Vazamento em Sergipe interrompe produção de quatro plataformas

Um defeito em um duto que interliga as plataformas PCM – 5 e PCM -6, na Bacia de Seripe-Alagoas, deu origem a um vazamento de 7 mil litros de petróleo no mar e forçou a paralisação de outras duas plataformas fixas, a PCM-8 e PCM-9, que produzem no campo de Camorim. A informação é do Sindipetro.

A Petrobras informou, por meio de sua assessoria de imprensa, que , por medida de segurança, as plataformas PCM-5, PCM-6, PCM-8 e PCM-9 permanecerão com a produção paralisada até a conclusão do reparo do duto, previsto para hoje. “Os órgãos competentes foram notificados e a Petrobras constituiu comissão para análise das causas do vazamento”, informou a empresa em nota.

Todo campo de Camorim, que possui ao todo oito unidades de produção, produziu 577 barris/dia a partir de 26 poços. O campo faz parte de um projeto de revitalização da produção de águas rasas no estado que o licenciamento ambiental se arrasta por 10 anos no Ibama,

O acidente aconteceu em função de um furo na linha de 16 polegadas. O vazamento foi identificado às 8h30 e controlado antes de atingir a praia. Segundo o Sindipetro, o duto já foi despressurizado e drenado para retirar o óleo e o gás vazados para que, então, seja colocada uma braçadeira (bacalhau) no local do furo.

Uma equipe sobrevoou o local para averiguar se havia algum volume vazado em outro local. Também estão sendo feitos testes de estocacidade para verificar se há outros furos no duto. A produção das plataformas permanecerá interrompida até que sejam concluídos todos os reparos.
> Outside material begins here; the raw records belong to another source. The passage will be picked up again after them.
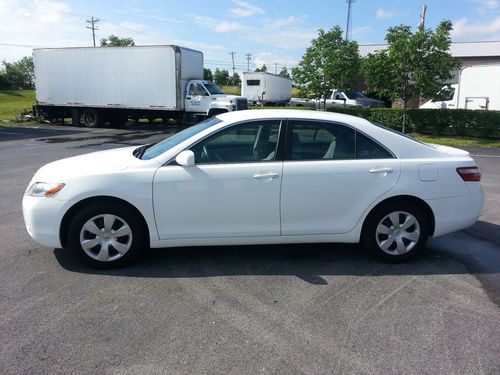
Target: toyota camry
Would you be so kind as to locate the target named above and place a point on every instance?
(256, 177)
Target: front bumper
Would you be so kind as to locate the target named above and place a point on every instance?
(43, 217)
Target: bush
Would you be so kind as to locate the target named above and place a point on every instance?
(449, 122)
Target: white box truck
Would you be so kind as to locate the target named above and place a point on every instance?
(110, 84)
(478, 87)
(262, 88)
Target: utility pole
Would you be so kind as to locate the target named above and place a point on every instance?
(249, 56)
(422, 17)
(93, 27)
(232, 53)
(349, 20)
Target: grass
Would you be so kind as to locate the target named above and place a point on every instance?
(13, 102)
(458, 141)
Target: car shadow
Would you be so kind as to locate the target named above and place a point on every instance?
(308, 262)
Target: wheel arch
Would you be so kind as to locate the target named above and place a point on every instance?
(407, 199)
(70, 214)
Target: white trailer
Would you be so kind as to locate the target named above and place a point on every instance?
(264, 88)
(111, 84)
(478, 87)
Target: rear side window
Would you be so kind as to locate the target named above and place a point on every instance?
(368, 149)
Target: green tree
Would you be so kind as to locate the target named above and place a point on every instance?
(18, 74)
(414, 63)
(207, 74)
(114, 41)
(263, 68)
(331, 62)
(221, 76)
(284, 73)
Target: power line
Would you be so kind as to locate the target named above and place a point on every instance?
(93, 27)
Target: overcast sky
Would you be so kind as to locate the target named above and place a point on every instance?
(273, 31)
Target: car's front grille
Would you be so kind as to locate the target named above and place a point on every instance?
(241, 104)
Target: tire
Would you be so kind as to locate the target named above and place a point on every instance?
(92, 118)
(118, 121)
(92, 235)
(396, 231)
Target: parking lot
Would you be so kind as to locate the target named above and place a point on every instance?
(315, 308)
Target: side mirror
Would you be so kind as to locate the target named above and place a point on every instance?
(185, 158)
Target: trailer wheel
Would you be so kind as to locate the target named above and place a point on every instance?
(118, 121)
(92, 118)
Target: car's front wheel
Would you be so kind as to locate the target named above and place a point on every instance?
(396, 231)
(107, 235)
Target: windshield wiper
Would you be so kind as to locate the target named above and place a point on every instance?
(139, 151)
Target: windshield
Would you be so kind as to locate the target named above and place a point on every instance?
(213, 89)
(355, 95)
(160, 147)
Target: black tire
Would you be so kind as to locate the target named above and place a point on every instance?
(412, 239)
(118, 121)
(92, 118)
(94, 213)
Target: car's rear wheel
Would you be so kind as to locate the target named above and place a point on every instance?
(396, 231)
(107, 236)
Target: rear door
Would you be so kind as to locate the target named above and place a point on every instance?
(331, 174)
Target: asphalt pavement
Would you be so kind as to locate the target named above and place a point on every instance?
(314, 308)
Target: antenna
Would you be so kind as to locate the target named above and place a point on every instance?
(93, 21)
(249, 56)
(422, 17)
(348, 29)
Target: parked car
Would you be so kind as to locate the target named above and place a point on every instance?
(339, 99)
(256, 177)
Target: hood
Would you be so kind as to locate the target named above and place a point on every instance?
(100, 162)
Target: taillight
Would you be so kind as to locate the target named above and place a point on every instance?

Também foi registrado um vazamento de ácido em uma bomba da planta de sulfato de amônio da Fafen-SE. O vazamento foi contido, mas, segundo o Sindipetro, a situação no local ainda apresenta altos riscos e novos vazamentos poderão acontecer.

Para o sindicato, a ocorrência dos acidentes é consequência da falta de investimentos da Petrobras em Segurança, Meio Ambiente e Saúde (SMS). O Sindipetro ressalta já ter feito diversas denúncias sobre o problema de manutenção nas plataformas em questão e que, na Fafen-SE, a qualificação de pessoal e condições de trabalho são precárias.